The sentences were recorded in a sound-attenuated booth using a head-mounted Shure WH20 microphone connected to a Marantz PMD650 portable minidisc recorder. The speaker was a male native speaker of American English with training in vocal performance. The first author was present with the speaker at all recording sessions. The grammatical and ungrammatical versions of each sentence were spoken separately, and the speaker rehearsed all sentences, so as to produce the ungrammatical versions with natural intonation and without inappropriate hesitation or emphasis on the word containing the error. At least two tokens of each sentence were recorded. The first author monitored all productions and requested that the speaker record additional tokens of sentences if there was any question of the first two tokens being unsuitable. A research assistant independently listened to all recordings and selected pairs of grammatical and ungrammatical tokens to be as similar and as natural-sounding as possible. The selected recordings were digitized at sampling rate of 22 kHz, low-pass filtered, and amplitude normalized.

For the purposes of creating stimulus lists, the sentences were divided into six types: the three categories described above (nontense omission, tense omission, tense intrusion) with two morphemes within each category. A stimulus list was created with 14 blocks of six items, one of each type. Items were randomly assigned to blocks and randomly ordered within blocks. Within each block, half of the items were randomly assigned to be grammatical, with the constraint that no more than 3 consecutive grammatical or ungrammatical sentences were allowed. A second stimulus list was created, which was the same as List 1 except that all sentences that were grammatical in List 1 were ungrammatical in List 2, and vice versa. Half of the participants in each group (NLD, SLI, NLI) received List 1 and half received List 2. The stimulus lists were presented and responses collected using E-Prime version 1.1 software (Schneider et al. 2002). The software was run on a Toshiba Satellite Pro 4600 laptop computer, and responses were collected by a Psychology Software Tools serial response box.

Procedure

The experiment was administered to participants as part of a battery of tasks. The battery was administered over three sessions, each lasting 1.5-1.75 hours, for a total of 4.5-5 hours. The experiment was presented in a fixed position within a session, but was counter-balanced so that approximately equal numbers of participants received it during the first, second, or third session. The experiment began with instructions presented on the computer screen. These instructions defined correct sentences as “they will sound like something a person would really say” and incorrect sentences as “they will sound funny or wrong.” The response box had five buttons, only two of which were used. The right-most button was labeled in red with the word “NO” and the button immediately to its left was labeled in green with the word “YES.” Participants were instructed to press the green button for a correct sentence and the red button for an incorrect sentence. The instructions stated, “As soon as you are sure of your answer, press a button as fast as you can. You don't have to wait for the sentence to end, but you can if you need to.”
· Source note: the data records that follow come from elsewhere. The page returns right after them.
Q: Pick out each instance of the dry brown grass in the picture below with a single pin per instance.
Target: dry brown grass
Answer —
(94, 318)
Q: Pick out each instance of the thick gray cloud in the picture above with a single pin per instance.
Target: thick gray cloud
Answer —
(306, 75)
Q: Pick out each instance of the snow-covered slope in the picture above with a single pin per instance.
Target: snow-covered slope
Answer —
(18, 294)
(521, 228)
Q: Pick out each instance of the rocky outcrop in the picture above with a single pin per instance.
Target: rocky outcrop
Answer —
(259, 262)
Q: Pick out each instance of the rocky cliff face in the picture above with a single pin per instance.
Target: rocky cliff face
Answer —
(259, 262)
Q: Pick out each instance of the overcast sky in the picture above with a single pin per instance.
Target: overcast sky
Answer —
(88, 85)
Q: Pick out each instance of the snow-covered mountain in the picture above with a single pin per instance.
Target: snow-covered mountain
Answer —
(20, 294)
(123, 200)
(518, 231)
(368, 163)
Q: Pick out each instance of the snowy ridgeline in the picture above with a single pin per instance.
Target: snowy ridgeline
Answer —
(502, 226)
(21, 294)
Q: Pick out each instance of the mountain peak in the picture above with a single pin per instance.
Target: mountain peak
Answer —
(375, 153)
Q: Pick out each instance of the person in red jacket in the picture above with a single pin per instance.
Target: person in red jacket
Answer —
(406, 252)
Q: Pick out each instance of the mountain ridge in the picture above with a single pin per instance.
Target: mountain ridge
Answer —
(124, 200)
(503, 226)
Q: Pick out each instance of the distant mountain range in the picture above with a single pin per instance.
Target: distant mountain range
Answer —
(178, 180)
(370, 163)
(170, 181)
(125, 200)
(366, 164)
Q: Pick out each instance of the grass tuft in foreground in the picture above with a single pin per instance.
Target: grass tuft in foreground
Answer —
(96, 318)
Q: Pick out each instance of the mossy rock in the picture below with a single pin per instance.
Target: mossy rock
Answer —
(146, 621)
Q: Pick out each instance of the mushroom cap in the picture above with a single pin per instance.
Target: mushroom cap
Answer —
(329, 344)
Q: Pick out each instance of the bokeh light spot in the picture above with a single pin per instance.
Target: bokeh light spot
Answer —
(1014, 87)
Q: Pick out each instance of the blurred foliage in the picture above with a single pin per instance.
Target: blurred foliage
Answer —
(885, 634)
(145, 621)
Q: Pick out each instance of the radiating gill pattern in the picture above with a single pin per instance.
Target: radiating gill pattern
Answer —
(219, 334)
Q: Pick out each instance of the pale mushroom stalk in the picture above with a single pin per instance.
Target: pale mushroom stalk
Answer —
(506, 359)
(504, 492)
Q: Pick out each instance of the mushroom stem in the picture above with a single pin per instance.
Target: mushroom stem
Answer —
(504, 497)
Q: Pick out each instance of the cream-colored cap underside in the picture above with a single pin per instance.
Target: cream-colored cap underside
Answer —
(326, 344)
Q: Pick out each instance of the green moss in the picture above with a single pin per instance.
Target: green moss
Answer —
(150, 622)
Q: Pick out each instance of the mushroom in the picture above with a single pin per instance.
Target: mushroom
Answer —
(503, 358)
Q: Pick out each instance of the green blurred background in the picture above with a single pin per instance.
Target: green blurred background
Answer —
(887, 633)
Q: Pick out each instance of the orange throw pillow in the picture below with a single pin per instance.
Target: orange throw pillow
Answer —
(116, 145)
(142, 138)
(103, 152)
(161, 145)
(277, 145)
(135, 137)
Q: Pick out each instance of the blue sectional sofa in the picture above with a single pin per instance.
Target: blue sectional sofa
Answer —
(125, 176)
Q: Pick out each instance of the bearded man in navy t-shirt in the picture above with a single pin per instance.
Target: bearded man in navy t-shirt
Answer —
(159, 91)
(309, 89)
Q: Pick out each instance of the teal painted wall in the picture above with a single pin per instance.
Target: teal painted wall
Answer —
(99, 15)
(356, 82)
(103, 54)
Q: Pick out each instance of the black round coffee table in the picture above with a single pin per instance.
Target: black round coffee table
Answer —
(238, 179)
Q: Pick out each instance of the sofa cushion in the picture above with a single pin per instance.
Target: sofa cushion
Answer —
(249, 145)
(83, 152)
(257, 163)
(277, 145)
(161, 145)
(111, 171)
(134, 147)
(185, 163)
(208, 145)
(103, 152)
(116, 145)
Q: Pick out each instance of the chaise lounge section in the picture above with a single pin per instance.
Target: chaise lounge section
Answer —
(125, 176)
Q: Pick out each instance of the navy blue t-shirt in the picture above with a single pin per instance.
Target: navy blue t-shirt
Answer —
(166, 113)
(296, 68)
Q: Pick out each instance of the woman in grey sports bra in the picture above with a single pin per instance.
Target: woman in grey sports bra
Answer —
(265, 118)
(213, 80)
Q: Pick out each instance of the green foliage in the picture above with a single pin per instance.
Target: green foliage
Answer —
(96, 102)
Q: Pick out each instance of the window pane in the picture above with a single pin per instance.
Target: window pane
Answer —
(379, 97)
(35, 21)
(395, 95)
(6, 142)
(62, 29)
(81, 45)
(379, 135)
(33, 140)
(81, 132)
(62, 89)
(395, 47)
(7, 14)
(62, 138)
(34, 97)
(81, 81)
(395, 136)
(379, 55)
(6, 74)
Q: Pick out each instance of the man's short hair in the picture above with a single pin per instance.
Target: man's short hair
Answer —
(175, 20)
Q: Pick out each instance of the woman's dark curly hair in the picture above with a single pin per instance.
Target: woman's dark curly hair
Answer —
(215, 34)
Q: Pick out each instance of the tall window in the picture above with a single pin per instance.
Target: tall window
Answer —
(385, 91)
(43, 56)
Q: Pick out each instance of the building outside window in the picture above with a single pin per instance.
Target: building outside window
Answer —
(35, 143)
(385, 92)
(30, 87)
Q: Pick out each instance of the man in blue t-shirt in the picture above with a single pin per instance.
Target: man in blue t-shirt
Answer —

A trained examiner was seated near the participant. Two sets of headphones were connected to the laptop computer, and both the participant and the examiner listened to the stimuli. Before the task began, six practice items were presented. The examiner monitored the participant's performance, and reiterated the instructions as needed, but did not provide feedback about accuracy. The practice items were repeated if the examiner believed it was necessary. Experimental items were not repeated.

Results

Sensitivity to grammatical violations was measured with the statistic A' (Grier 1971), which has been used in previous studies (e.g., Rice et al. 1999, Wulfeck et al. 2004). The A' statistic compares the proportion of hits (correct acceptance of a grammatical sentence relative to incorrect rejection of a grammatical sentence) to the proportion of false alarms (incorrect acceptance of an ungrammatical sentence relative to correct rejection of an ungrammatical sentence)1. The value of A' varies between 0.5, which indicates chance responding, and 1.0, which indicates perfect sensitivity. For the analyses described below, A' values were arcsine transformed, but untransformed means are reported.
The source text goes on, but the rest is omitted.